Yes, it is my fav as well. I live 2 hours away inland in valladolid and I get to the beach as often as I can. 2 weeks ago I went to Tulum and had a blast as usual. The beach stretches for miles and you can cherry pick the part you wish to bunk out-either near the bar where the hordes congregate or palm trees with none in sight. I´ve beached at Celestun, Sisal, Chuburna, Progresso, Isla Holbox, Isla Mujeres, Cancun and Tulum and the last is my favorite.


----------



## tulum (Feb 20, 2012)

I could never imagine anyone saying the pueblo of Tulum is a dump. I have been to Progreso and there is garbage everywhere except on the Malecone that they clean. Tulum is a real small mexican town and we love walking the streets, seeing families walking everywhere and color and color. I am not into Cancun or Playa. Too commercial.


----------



## mickisue1 (Mar 10, 2012)

Personally, I love the small town feel of the town of Tulum. There are resorts that run the gamut of the AIs you love, Ueker, to little places with palapa roof huts that may or may not have private baths. 

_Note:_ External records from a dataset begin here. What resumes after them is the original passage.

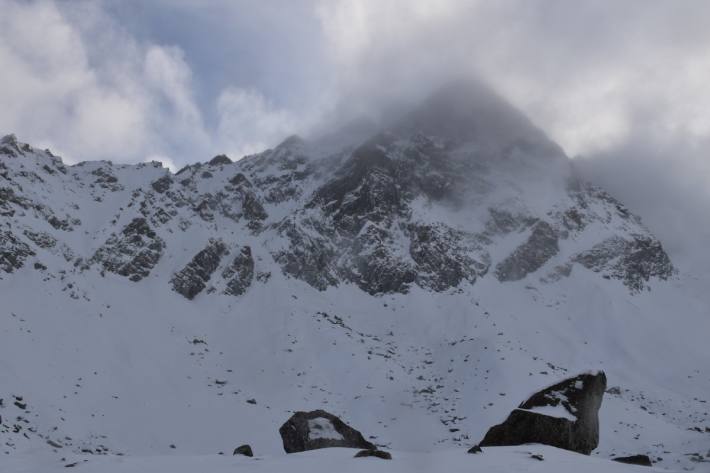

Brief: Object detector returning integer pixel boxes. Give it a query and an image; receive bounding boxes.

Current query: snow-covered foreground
[2,445,680,473]
[0,271,710,472]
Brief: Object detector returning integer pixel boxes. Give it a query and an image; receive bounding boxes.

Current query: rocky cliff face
[0,86,674,299]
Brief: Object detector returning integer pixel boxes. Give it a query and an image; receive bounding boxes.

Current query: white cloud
[217,88,308,159]
[0,0,209,161]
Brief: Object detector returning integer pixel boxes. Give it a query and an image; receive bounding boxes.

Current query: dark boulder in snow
[0,231,35,273]
[496,220,559,281]
[612,455,653,466]
[232,444,254,457]
[170,240,227,300]
[91,218,165,281]
[222,246,254,296]
[209,154,232,166]
[480,371,606,455]
[150,174,173,194]
[355,450,392,460]
[279,410,376,453]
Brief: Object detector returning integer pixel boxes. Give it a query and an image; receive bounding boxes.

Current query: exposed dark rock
[355,450,392,460]
[0,134,24,158]
[573,235,675,291]
[612,455,653,466]
[229,172,252,187]
[480,372,606,455]
[496,220,559,281]
[150,174,173,194]
[310,142,402,234]
[91,218,165,281]
[209,154,232,166]
[170,240,227,300]
[340,225,417,294]
[0,231,35,273]
[222,246,254,296]
[91,168,123,192]
[272,218,338,291]
[22,230,57,248]
[279,410,376,453]
[232,444,254,457]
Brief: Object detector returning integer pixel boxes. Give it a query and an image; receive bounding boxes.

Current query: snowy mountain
[0,84,710,471]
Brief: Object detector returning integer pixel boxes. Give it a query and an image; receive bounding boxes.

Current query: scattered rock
[222,246,254,296]
[209,154,232,166]
[0,231,35,273]
[47,439,64,448]
[91,218,165,282]
[170,240,227,300]
[612,455,653,466]
[279,410,377,453]
[232,444,254,457]
[480,371,606,455]
[150,174,173,194]
[354,449,392,460]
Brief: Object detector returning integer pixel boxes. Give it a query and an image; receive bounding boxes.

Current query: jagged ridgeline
[0,84,674,299]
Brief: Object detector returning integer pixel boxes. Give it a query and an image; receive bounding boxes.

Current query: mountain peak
[395,79,564,161]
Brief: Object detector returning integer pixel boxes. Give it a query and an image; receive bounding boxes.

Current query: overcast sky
[0,0,710,270]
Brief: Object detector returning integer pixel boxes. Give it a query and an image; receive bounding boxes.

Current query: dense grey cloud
[0,0,710,266]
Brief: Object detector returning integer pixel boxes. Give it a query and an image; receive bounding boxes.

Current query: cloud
[0,0,710,266]
[0,1,208,161]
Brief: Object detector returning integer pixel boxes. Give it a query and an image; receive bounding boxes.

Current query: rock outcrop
[92,218,165,282]
[279,410,376,453]
[480,372,606,455]
[222,246,254,296]
[170,240,227,300]
[496,220,559,281]
[232,443,254,457]
[612,455,653,466]
[0,231,35,273]
[355,450,392,460]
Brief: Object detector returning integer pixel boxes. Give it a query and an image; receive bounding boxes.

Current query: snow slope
[2,445,680,473]
[0,83,710,471]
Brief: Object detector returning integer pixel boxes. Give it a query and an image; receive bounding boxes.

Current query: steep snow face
[0,85,710,467]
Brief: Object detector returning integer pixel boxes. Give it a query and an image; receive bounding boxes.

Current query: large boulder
[480,371,606,455]
[612,455,653,466]
[279,410,376,453]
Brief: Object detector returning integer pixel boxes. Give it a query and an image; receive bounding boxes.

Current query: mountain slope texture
[0,84,710,468]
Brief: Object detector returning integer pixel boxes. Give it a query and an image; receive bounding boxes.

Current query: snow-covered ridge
[0,85,710,471]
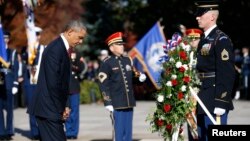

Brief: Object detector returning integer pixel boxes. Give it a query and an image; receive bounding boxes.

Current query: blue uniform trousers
[197,112,228,141]
[65,93,80,137]
[114,108,133,141]
[0,89,14,136]
[25,84,39,137]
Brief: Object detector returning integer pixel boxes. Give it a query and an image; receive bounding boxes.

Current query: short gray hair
[64,20,87,31]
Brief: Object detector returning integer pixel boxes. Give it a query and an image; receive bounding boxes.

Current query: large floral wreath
[147,33,201,141]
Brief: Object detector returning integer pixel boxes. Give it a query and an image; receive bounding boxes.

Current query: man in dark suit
[196,1,235,141]
[28,21,87,141]
[98,32,146,141]
[65,47,87,139]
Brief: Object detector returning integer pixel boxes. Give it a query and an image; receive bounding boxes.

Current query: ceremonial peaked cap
[195,1,219,17]
[105,32,124,46]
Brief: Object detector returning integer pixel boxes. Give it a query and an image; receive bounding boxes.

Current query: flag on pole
[0,23,7,61]
[128,22,166,89]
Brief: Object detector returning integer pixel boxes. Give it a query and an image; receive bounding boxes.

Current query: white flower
[193,87,200,93]
[166,81,172,87]
[182,64,188,70]
[169,57,175,63]
[180,42,186,50]
[157,95,164,102]
[175,61,182,68]
[181,85,187,92]
[167,94,172,98]
[171,74,177,80]
[185,44,191,52]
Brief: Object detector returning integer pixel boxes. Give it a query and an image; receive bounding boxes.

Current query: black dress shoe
[0,135,5,141]
[32,135,40,140]
[67,136,77,140]
[5,134,13,141]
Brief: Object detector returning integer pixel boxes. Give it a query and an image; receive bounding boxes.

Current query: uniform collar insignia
[221,49,229,61]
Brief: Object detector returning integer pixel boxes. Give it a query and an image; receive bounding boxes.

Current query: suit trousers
[114,108,133,141]
[0,89,14,136]
[65,93,80,137]
[25,84,39,137]
[197,112,228,141]
[36,116,67,141]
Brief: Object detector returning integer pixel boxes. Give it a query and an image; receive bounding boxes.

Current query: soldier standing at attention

The people are lovely. If you go in summer, it will be HOT. And HUMID. 

Be sure to take the time to visit some of the historical areas within an hour or so drive, and to experience the exhilaration of swimming in a cenote.


----------



## geaaronson (Apr 4, 2013)

mickisue1 said:


> Personally, I love the small town feel of the town of Tulum. There are resorts that run the gamut of the AIs you love, Ueker, to little places with palapa roof huts that may or may not have private baths.
> 
> The people are lovely. If you go in summer, it will be HOT. And HUMID.
> 
> Be sure to take the time to visit some of the historical areas within an hour or so drive, and to experience the exhilaration of swimming in a cenote.


I visit Tulum one to three times a year. It´s one of my favorite beach haunts. I was there four weeks ago during semana santa. 

Usually I try to avoid staying at Weary Traveller. It´s my least favorite hostel in the Yucatan peninsular. Their setup is so much different than all the other hostels. Everything is done by computer. Registration and payment for food is done by computer. There is no free breakfast with the exception of coffee and water. The lockers are paltry. The grounds are disorderly, particularly in the rear. There are unfinished dorm rooms that lend the atmosphere of a construction site. The best feature is that they do have van service to the beach which is several miles away. There used to be an internet cafe but they have discontinued it. Despite all that, it has a party atmosphere and for that reason alone it has some popularity. I used it last time as the other two hostels, mapache and the bike hostel were booked.

It does attract a certain crowd of hard partiers and druggies. This has always been its reputation, so if you are into the bar scene, it´s the place to go. Personally, I don´t care for that.


----------



## Heyduke (Jun 17, 2012)

I lived in Tulum for 6 months years ago. It cost me $1.00 a night. There was nothing to do but drink bear with the locals. I loved the beach and the local people. I'm sure it has changed much since then. There wasn't any hotels back then.


----------